Very little -- okay, well, maybe the suit and ties and the shorter hair, and maybe the quoting of Abraham Lincoln on copyright and patents -- which David Reith, assistant features editor, quotes as saying "add the fuel of interest to the fire of genius". And sure, there's a vague nod to the need to modernize law but still have some law.
But Mary Kissel -- an Alyona Minkovski-in-training (Minkovski previously served as the Kremlin's RT propagandist and is now at Huffington Post) -- hammers in the copyleftist viewpoint which we should maybe re-dub the copylibertarian viewpoint in their hands. Without referencing at all the 6-month plea bargain actually offered by the prosecution -- which is irresponsible for the newspaper of record and business to be doing on January 16 when this fact is known -- she scarifies with the "35 year sentence" and "up to a million dollar fine" and then goes on to boost the anti-SOPA movement as well.
Oh, and no doubt here's a cultural difference between these people and Amy Goodman and crew: they snicker over the kinds of papers Aaron stole -- academic monographs on "Uzbek women's rights" (Sarah Kendzior, call your office) and other "goofy and seemingly worthless" stuff. But there's nevertheless a "principle," as Reith hastens to explain: we need to distinguish between "Kim Dotcom and Megauploads and Internet tycoons" who ostensibly should be prosecuted and "people making political statements" like Swartz.
So...no difference at all with anything that Lessig or Ludlow or Goodman would say and in fact are saying.
These WSJ officials in suits end up biting the bait given them about "prosecutorial overreach" because they are libertarians -- young, hipster New York libertarian types, and not classic conservatives. They don't want to have their own uploading and downloading cramped in the slightest and they don't think there should be any friction involved in them moving any content they grab around on any device for any reason.
The Wall Street Journal is the largest circulation newspaper in the United States -- still -- and read every morning by every CEO and every business person and many others. It hasn't lost that stature despite the difficulties of the news industry and since the Murdoch buy-out. So that means everybody of means in America pretty much will start thinking this way -- Aaron Swartz isn't really a thief; hacking on the Internet isn't really stealing.

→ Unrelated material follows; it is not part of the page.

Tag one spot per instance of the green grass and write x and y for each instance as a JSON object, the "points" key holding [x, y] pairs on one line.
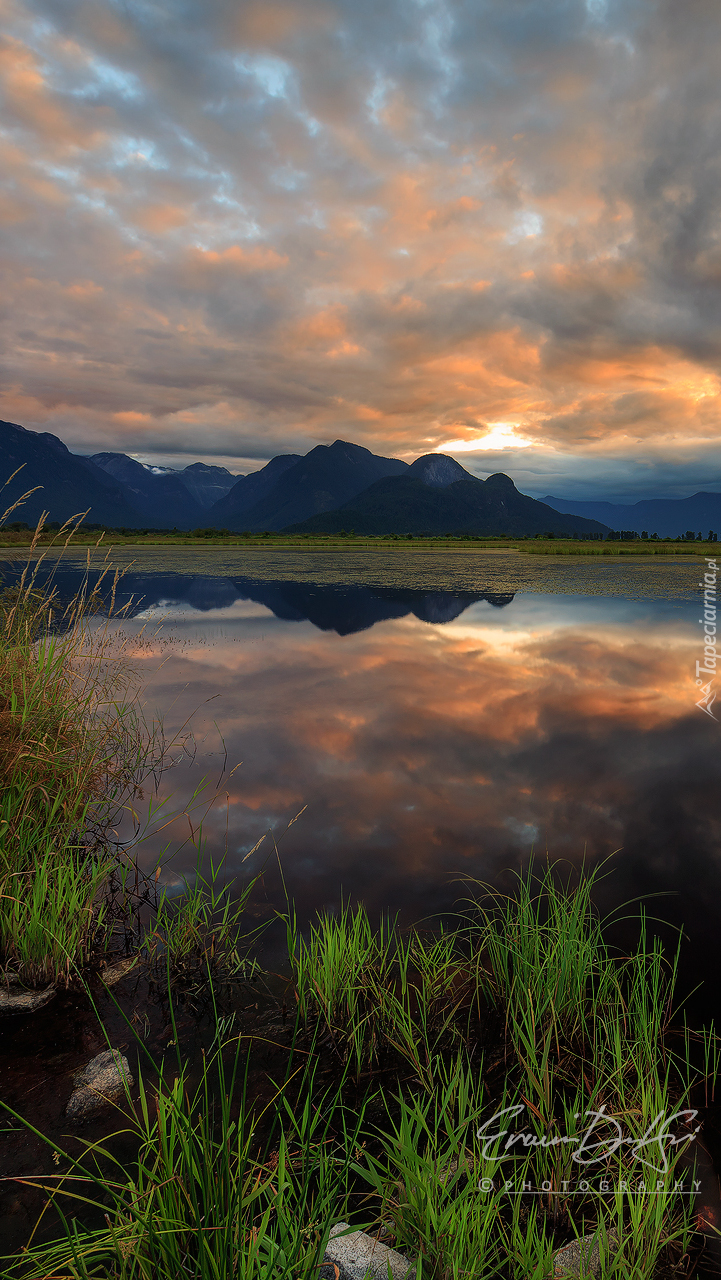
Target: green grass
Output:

To be sure, of the editorial board does make the point that in fact innovation needs not liberation, but protection of IP -- in some broad way with lots of exceptions, especially for political actions about. And here's where the contradiction kicks in: even political actions about ...undermining IP by essentially forcing everyone to share and urging them to give everything away for free in exchange for attribution, and not providing any engineered means to get paid quickly and efficiently? Political actions that take away the ability to have pay walls like the Wall Street Journal has?!

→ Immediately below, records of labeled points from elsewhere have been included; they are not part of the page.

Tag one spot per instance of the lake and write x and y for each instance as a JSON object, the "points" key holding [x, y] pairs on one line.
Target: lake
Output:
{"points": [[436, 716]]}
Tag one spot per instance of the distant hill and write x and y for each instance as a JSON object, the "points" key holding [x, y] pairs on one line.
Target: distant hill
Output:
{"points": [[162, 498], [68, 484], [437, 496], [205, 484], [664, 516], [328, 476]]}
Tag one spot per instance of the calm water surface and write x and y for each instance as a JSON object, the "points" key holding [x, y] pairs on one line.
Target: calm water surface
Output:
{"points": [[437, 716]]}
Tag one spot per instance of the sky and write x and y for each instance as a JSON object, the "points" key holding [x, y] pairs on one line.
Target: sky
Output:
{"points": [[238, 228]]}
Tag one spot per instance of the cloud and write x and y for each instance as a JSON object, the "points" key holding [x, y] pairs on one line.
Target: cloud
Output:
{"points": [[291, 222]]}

So Rego, despite any nod to IP, sets the stage to make this argument: that as long as the hacking isn't for commercial gain, and isn't "like Kim Dotcom," and as long as it is "to make a political point," why, it's okay.
Yet Lawrence Lessig and Aaron Swartz and the Electronic Frontier Foundation gang wouldn't think Kim Dotcom should be prosecuted, either. They think information needs to be free and there is "way too much copyright" and there is "way too much severe prosecution" and they wouldn't be for jailing Kim Dotcom -- probably at best they'd want him merely to be asked to take down his purloined files or pay some minor fine.
I totally disagree. I think you don't get a pass on breaking the law just because you have a crusade and a cause. Hacking is hacking; theft is theft; damage is damage. It doesn't get exonerated and doesn't get a halo around it just because it's "for Internet freedom" (like the halo in the photo of Swartz being widely reproduced now in the cropping of the photo "just so" to get that lamplit effect of a halo).
The narrator -- really, she's got the Minkovski style down pat -- forces the somewhat hapless Reith to concede that "maybe we should go after Chinese hackers instead of this kid in America".
Nonsense. They are no different, and the ideological (rather than the economic) form of technocommunism is actually work.
Because the purpose of Aaron Swartz's hack was to destroy a system; an institution. That's what anarchism and terrorism does: it destroys. The system intended for destruction was the one of choice and of free market commerce -- the choice to put a pay wall around content or to have a walled garden (to define the community of users by log on and credentials of some kind, either loose, like Facebook, or more stringent like a university).
Swartz's hack was intended to take away choice in the name of "liberation" which means that only those with the technocommunist perspective get to decide how the Internet will be for all of us.
The Wall Street Journal continues to be a huge disappointment to me in how they are covering this issue, as they are letting the young libertarian extremists of the Reason and CATO Institute type define this issue, along with L. Crovitz who serves as a louspeaker for Google.
As I said on Stamos' blog in the discussion there:
So often the young hipsters today don’t really want to do civil disobedience — which means non-violence and going limp and accepting the arrest at the end of your sit-in — they want to do anarchic direct action and then pretend that they did civil disobedience but that it’s wrong to punish them.
I would add as I have in other discussions that they don't want to make a distinction between non-violent and non-coercive civil disobedience and direct action, which is violent and which does coerce and cause damages.
When the Berrigans threw blood on files or smashed hammers on missiles, they knew that destruction of federal property was a serious crime and they would be doing the time for that as conscientious objectors to war. They didn't start trying to prove that the blood didn't really stain the papers or that there were carbon copies of the papers, or that the smashed missile really wasn't a dent in national security. They didn't Fisk and prevaricate and dissemble: they accepted that what they did was a crime but that they were seeking something "higher". They didn't say "we need to get rid of laws that make it a crime to destroy federal property". They said "we'll even destroy federal property and do the time for that to make the larger point about the war."
We don't have people of conscience anymore in these new movements for "change". We have liars and dissemblers.